18 February 2026 12:24 PM

By: sayum


“Custody Is Sine Qua Non”, In a significant ruling on the scope and applicability of Section 27 of the Indian Evidence Act, 1872, the Supreme Court on 17 February 2026 held that a discovery statement made by an accused prior to being taken into police custody is inadmissible under Section 27. The Bench of Justice Sanjay Kumar and Justice K. Vinod Chandran set aside the conviction of a stepfather accused of murdering his six-year-old stepdaughter, holding that the recovery allegedly made on his disclosure could not be relied upon under Section 27 as he was not in custody at the time of making the statement.

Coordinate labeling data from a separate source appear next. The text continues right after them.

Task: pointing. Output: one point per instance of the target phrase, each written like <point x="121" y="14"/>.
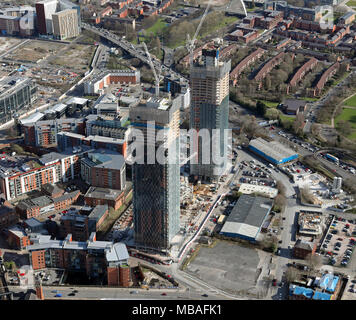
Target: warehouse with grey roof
<point x="272" y="151"/>
<point x="247" y="217"/>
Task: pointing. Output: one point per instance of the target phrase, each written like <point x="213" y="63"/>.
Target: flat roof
<point x="32" y="118"/>
<point x="294" y="104"/>
<point x="247" y="216"/>
<point x="117" y="252"/>
<point x="98" y="211"/>
<point x="273" y="149"/>
<point x="103" y="193"/>
<point x="33" y="222"/>
<point x="104" y="159"/>
<point x="77" y="100"/>
<point x="247" y="188"/>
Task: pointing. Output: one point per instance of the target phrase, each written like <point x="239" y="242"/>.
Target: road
<point x="317" y="105"/>
<point x="325" y="163"/>
<point x="104" y="293"/>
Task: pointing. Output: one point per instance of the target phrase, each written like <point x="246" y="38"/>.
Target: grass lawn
<point x="157" y="27"/>
<point x="349" y="114"/>
<point x="351" y="101"/>
<point x="351" y="3"/>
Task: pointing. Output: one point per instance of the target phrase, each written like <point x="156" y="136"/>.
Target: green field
<point x="349" y="114"/>
<point x="351" y="101"/>
<point x="351" y="3"/>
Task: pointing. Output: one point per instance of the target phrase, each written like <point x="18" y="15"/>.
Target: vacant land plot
<point x="227" y="266"/>
<point x="351" y="3"/>
<point x="35" y="50"/>
<point x="351" y="101"/>
<point x="349" y="115"/>
<point x="76" y="57"/>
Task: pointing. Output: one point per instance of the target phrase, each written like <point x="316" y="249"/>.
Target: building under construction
<point x="209" y="80"/>
<point x="156" y="186"/>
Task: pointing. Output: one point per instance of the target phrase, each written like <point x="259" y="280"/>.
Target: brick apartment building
<point x="71" y="140"/>
<point x="81" y="226"/>
<point x="32" y="208"/>
<point x="52" y="190"/>
<point x="17" y="238"/>
<point x="25" y="177"/>
<point x="105" y="169"/>
<point x="8" y="215"/>
<point x="97" y="84"/>
<point x="44" y="133"/>
<point x="100" y="196"/>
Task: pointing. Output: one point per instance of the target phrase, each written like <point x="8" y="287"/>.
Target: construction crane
<point x="191" y="42"/>
<point x="157" y="77"/>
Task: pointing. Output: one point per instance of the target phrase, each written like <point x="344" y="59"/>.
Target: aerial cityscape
<point x="177" y="150"/>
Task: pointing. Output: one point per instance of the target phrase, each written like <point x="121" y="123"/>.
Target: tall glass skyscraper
<point x="209" y="109"/>
<point x="156" y="185"/>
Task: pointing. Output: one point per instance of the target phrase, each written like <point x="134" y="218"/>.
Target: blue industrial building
<point x="247" y="217"/>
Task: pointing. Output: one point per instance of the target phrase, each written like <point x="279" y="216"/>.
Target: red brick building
<point x="95" y="258"/>
<point x="8" y="215"/>
<point x="17" y="238"/>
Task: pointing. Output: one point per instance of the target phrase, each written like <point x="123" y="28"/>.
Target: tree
<point x="344" y="127"/>
<point x="298" y="123"/>
<point x="261" y="108"/>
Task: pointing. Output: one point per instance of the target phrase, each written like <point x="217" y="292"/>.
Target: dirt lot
<point x="227" y="266"/>
<point x="76" y="57"/>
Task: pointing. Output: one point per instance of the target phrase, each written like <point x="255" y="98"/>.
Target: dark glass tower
<point x="156" y="186"/>
<point x="209" y="109"/>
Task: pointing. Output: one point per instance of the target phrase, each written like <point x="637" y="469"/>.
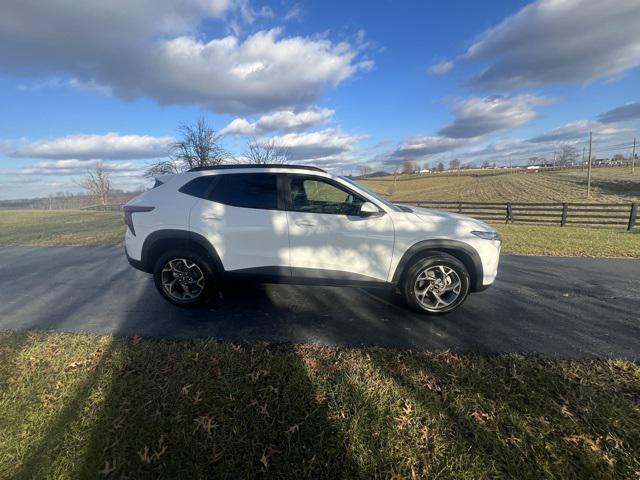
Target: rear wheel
<point x="437" y="283"/>
<point x="184" y="278"/>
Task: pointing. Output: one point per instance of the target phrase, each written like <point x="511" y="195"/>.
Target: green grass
<point x="569" y="241"/>
<point x="75" y="227"/>
<point x="60" y="227"/>
<point x="76" y="406"/>
<point x="608" y="185"/>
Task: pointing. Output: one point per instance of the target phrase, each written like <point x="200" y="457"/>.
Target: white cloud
<point x="480" y="116"/>
<point x="284" y="120"/>
<point x="558" y="41"/>
<point x="579" y="130"/>
<point x="108" y="146"/>
<point x="155" y="49"/>
<point x="326" y="145"/>
<point x="79" y="167"/>
<point x="425" y="145"/>
<point x="441" y="68"/>
<point x="630" y="111"/>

The judgment is a crucial reaffirmation that “custody” is an essential pre-condition for invoking Section 27 and cannot be diluted merely because recovery followed the statement.

Recovery Before Arrest

The prosecution case rested partly on a memorandum dated 13.10.2018 at 10:30 A.M., allegedly recording the accused’s statement that he would show the place “where her bones and ashes are and the place where her skull and bones were.” Acting on this information, the police recovered burnt bones from a field and a skull and teeth from a canal.

However, the arrest memo on record revealed that the accused was formally arrested only at 22:00 hours on the same day—several hours after the recovery was effected.

This discrepancy formed the core legal issue before the Supreme Court: whether Section 27 could apply when the accused was not in police custody at the time of making the statement.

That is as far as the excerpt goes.